Un quart d’heure après, elle arrivait à Zabédiero et était introduite dans la maison qu’occupait le lieutenant de l’émir.

Ivan Ogareff reçut immédiatement la tsigane.

« Que me veux-tu, Sangarre ? lui demanda-t-il.

— Le fils de Marfa Strogoff est au campement, répondit Sangarre.

— Prisonnier ?

— Prisonnier !

— Ah ! s’écria Ivan Ogareff, je saurai…

— Tu ne sauras rien, Ivan, répondit la tsigane, car tu ne le connais même pas !

— Mais tu le connais, toi ! Tu l’as vu, Sangarre !

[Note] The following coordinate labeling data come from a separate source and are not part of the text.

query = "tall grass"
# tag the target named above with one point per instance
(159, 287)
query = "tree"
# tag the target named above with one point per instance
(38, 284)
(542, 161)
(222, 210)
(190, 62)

— Je ne l’ai pas vu, mais j’ai vu sa mère se trahir par un mouvement qui m’a tout appris.

— Ne te trompes-tu pas ?

— Je ne me trompe pas.

— Tu sais l’importance que j’attache à l’arrestation de ce courrier, dit Ivan Ogareff. Si la lettre qui lui a été remise à Moscou parvient à Irkoutsk, si elle est remise au grand-duc, le grand-duc sera sur ses gardes, et je ne pourrai arriver à lui ! Cette lettre, il me la faut donc à tout prix ! Or, tu viens me dire que le porteur de cette lettre est en mon pouvoir ! Je te le répète, Sangarre, ne te trompes-tu pas ? »

Ivan Ogareff avait parlé avec une grande animation. Son émotion témoignait de l’extrême importance qu’il attachait à la possession de cette lettre. Sangarre ne fut aucunement troublée de l’insistance avec laquelle Ivan Ogareff précisa de nouveau sa demande.

« Je ne me trompe pas, Ivan, répondit-elle.

— Mais, Sangarre, il y a au campement plusieurs milliers de prisonniers, et tu dis que tu ne connais pas Michel Strogoff !

— Non, répondit la tsigane, dont le regard s’imprégna d’une joie sauvage, je ne le connais pas, moi, mais sa mère le connaît ! Ivan, il faudra faire parler sa mère !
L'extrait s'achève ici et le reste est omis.